Une loi intégrale pour une réponse systémique
La future loi intégrale, dont l’inscription à l’ordre du jour du Parlement est réclamée par Yaël Braun-Pivet, vise à apporter une réponse globale aux violences sexistes et sexuelles. Selon BFM - Politique, ce texte pourrait inclure des mesures phares comme l’allongement des délais de prescription pour les crimes sexuels sur mineurs, la création de pôles spécialisés dans les tribunaux et l’obligation de signalement renforcée pour les professionnels (enseignants, médecins, travailleurs sociaux).

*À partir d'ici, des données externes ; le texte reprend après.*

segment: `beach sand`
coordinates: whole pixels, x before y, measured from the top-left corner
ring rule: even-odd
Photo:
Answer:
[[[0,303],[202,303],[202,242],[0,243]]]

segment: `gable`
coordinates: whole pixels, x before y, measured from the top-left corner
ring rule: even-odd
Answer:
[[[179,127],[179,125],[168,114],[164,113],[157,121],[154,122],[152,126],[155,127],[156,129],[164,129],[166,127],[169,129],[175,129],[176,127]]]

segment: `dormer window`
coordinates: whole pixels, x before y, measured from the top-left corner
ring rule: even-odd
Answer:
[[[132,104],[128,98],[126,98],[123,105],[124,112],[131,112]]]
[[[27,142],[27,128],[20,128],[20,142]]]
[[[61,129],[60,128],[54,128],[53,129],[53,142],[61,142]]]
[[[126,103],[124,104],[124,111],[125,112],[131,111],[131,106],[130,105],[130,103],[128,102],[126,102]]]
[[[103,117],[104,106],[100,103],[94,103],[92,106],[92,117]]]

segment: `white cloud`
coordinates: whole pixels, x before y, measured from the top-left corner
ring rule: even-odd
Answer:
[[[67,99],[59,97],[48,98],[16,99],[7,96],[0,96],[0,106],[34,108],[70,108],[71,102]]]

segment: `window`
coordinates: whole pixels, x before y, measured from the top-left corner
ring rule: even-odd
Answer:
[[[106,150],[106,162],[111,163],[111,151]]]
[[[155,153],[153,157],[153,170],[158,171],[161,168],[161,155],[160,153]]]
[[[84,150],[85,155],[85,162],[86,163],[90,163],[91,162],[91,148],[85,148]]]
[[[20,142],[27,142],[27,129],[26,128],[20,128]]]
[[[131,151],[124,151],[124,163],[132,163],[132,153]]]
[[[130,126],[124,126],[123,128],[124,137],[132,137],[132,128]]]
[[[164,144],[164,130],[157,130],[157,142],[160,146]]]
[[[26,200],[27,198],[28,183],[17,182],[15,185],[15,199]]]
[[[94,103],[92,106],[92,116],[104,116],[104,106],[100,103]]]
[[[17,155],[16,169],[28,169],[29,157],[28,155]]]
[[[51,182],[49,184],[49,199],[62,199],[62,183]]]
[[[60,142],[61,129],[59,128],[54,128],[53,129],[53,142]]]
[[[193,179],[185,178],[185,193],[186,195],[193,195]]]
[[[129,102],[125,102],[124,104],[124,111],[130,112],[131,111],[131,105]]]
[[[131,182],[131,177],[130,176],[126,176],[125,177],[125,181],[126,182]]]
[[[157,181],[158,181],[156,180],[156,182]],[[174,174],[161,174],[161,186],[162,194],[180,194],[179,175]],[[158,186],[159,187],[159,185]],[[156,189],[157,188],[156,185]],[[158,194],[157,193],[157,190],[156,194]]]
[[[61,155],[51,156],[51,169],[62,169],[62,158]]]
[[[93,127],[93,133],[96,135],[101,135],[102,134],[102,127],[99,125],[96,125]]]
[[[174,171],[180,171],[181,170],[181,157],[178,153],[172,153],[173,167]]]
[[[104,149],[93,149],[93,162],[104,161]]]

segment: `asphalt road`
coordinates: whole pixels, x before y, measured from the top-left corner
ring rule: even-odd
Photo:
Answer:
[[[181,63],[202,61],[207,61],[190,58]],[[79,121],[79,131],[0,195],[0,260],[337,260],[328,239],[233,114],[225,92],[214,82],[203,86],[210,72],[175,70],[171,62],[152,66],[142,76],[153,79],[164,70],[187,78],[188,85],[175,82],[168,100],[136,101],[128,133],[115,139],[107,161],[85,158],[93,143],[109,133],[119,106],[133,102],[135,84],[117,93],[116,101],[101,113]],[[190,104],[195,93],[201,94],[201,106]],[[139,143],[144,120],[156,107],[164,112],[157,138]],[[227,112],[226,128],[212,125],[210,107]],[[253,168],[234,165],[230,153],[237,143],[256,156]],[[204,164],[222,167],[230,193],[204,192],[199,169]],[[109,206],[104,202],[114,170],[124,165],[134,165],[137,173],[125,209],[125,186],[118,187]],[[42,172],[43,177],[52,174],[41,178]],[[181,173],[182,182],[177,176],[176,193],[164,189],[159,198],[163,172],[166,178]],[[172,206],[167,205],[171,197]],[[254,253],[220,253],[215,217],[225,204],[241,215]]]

David Taupiac, député du Gers, a appelé à ne pas instrumentaliser politiquement l’affaire Lyhanna, plaidant pour une approche « de responsabilité collective ». Il a rappelé que les violences sexuelles sur mineurs nécessitaient une mobilisation de tous les acteurs, sans distinction d’appartenance politique. « Nous devons agir ensemble, sans arrière-pensée », a-t-il souligné.
En attendant, les associations de défense des droits des enfants et les syndicats de magistrats appellent à une mobilisation continue pour s’assurer que les promesses politiques ne restent pas lettre morte. La question des 70 000 plaintes à réexaminer reste entière, et le ministère de la Justice devra démontrer sa capacité à traiter ces dossiers dans des délais raisonnables.
Selon les informations rapportées par BFM - Politique, la loi intégrale pourrait inclure l’imprescriptibilité des crimes sexuels sur mineurs, la création de pôles spécialisés dans les tribunaux, l’obligation de signalement renforcée pour les professionnels et l’amélioration de la formation des acteurs en contact avec les enfants.
Plusieurs facteurs expliquent ces retards : la complexité des enquêtes, le manque de moyens humains et financiers dans les services judiciaires, ainsi que la nécessité de protéger les victimes tout en garantissant les droits de la défense. Lucia Argibay, du syndicat de la Magistrature, a dénoncé des « délais inacceptables », soulignant que ces lenteurs aggravent la souffrance des victimes.